Das Kaliumchlorat (chlorsaures Kalium), KClO3 (in 100 Th. 38,5 Kali und 61,5 Chlorsäure), ein in weissen, tafelförmigen rhombischen Krystallen krystallisirendes Salz, wurde früher dargestellt, indem man Chlorgas durch eine concentrirte Lösung von Kaliumcarbonat leitete, wobei alle Kohlensäure entwich und eine Lösung entstand, die Kaliumchlorat und Chlorkalium enthielt. Das Kaliumchlorat krystallisirt aus der Flüssigkeit zuerst heraus. Die Mutterlauge liefert beim Abdampfen Chlorkalium. Die Krystalle von Kaliumchlorat werden mit kaltem Wasser abgewaschen und durch Umkrystallisiren gereinigt. 100 Kilogr. Potasche geben 9–10 Kilogr. Kaliumchlorat. Gegenwärtig stellt man nach der von Graham angegebenen und von v. Liebig verbesserten Methode das Kaliumchlorat dar, indem man das Chlorgas auf Kalkmilch bei höherer Temperatur einwirken lässt; es entsteht Chlorcalcium und Calciumchlorat, welches letztere durch Chlorkalium zersetzt wird. Die gewöhnliche Darstellungsmethode besteht darin, dass man Chlorgas in eine Mischung auf 1 Mol. Chlorkalium und 6 Mol. Kalkhydrat, welche mit Wasser zu einem dünnen Brei angerührt ist, leitet. Aus der Lösung krystallisirt beim Eindampfen und Erkaltenlassen das Kaliumchlorat heraus, während Chlorcalcium in der Mutterlauge bleibt.

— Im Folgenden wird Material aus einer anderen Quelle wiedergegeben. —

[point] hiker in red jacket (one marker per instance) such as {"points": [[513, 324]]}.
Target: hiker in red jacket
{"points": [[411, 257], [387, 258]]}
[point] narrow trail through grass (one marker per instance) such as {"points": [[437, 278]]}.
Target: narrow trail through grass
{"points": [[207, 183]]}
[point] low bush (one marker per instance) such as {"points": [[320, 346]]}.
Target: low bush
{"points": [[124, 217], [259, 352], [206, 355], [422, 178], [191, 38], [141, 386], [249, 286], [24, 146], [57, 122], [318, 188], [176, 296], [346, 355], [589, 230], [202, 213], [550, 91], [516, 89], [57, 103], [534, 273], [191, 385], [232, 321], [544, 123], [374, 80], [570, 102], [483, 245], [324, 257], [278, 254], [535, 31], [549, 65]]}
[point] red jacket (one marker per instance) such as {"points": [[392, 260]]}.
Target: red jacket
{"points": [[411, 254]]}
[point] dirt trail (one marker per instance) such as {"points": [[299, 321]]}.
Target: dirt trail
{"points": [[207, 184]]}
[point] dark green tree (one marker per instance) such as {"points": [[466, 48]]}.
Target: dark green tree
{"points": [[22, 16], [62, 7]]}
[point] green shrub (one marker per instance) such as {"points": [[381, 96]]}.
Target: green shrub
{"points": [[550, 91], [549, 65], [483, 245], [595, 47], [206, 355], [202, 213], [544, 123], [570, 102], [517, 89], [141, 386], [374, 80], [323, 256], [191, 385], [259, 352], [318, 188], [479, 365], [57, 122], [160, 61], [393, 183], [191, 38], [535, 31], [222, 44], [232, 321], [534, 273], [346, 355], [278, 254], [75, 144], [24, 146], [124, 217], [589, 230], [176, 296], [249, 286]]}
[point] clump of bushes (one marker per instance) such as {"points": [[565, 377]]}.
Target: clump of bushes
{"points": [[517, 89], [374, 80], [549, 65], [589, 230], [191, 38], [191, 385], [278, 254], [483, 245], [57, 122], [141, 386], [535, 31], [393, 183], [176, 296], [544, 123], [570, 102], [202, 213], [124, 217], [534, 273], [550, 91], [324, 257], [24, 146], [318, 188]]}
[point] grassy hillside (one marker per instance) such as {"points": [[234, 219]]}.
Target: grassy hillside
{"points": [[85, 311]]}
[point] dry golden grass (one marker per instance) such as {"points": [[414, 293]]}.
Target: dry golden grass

Man benutzt hierzu den Fig. 109 abgebildeten Apparat. B, B…. sind Chlorentwickler aus Steinzeug, die in einem Wasser- oder Chlorcalciumbade stehen. Durch das Bleirohr f f geht das Chlorgas zunächst in das kühlgehaltene Bleigefäss C, um es von Wasserdampf und beigemengter Flüssigkeit zu befreien und dann durch g in das mit Blei ausgefütterte Absorptionsgefäss A, in welchem sich Kalkmilch befindet. E ist ein eiserner, mit Blei überzogener Rührer, h ein Rohr zum Ableiten des nicht absorbirten Gases, D ein Rohr zum Ablassen[247] des Inhaltes. Die Kalkmilch kommt erwärmt auf 50–60° C. in das Gefäss A oder wird darin durch eingeleiteten Dampf auf diese Temperatur erhitzt; durch die Einwirkung des Chlors steigt dann die Temperatur fast bis zum Siedepunkt. Ungeachtet der hohen Temperatur entsteht neben Calciumchlorat stets etwas Calciumhypochlorit. Sobald das Chlor nicht mehr aufgenommen wird, lässt man die trübe Flüssigkeit in einen Behälter von Blei, oder mit Blei ausgefüttert, zur Ablagerung des Ungelösten. Die geklärte Flüssigkeit verdampft in Bleipfannen auf 25–30° B., wobei das Hypochlorit vollständig in Chlorat verwandelt wird, dann setzt man das Chlorkalium, in heissem Wasser gelöst, hinzu, verdampft noch etwas und lässt krystallisiren. Der Rechnung nach ist auf 2¼ Th. angewandten Kalk 1 Th. Chlorkalium erforderlich; man pflegt indess auf 3 Th. Kalk 1 Th. Chlorkalium zu nehmen. Auch durch Kochen einer Chlorkalklösung und Eindampfen derselben bis zur Trockne bildet sich Calciumchlorat, das durch Kaliumcarbonat oder Chlorkalium in Kaliumchlorat übergeführt wird. Alter Chlorkalk, der seine Bleichkraft zum grössten Theile schon verloren, enthält Calciumchlorat und lässt sich vortheilhaft noch zur Fabrikation von Kaliumchlorat anwenden.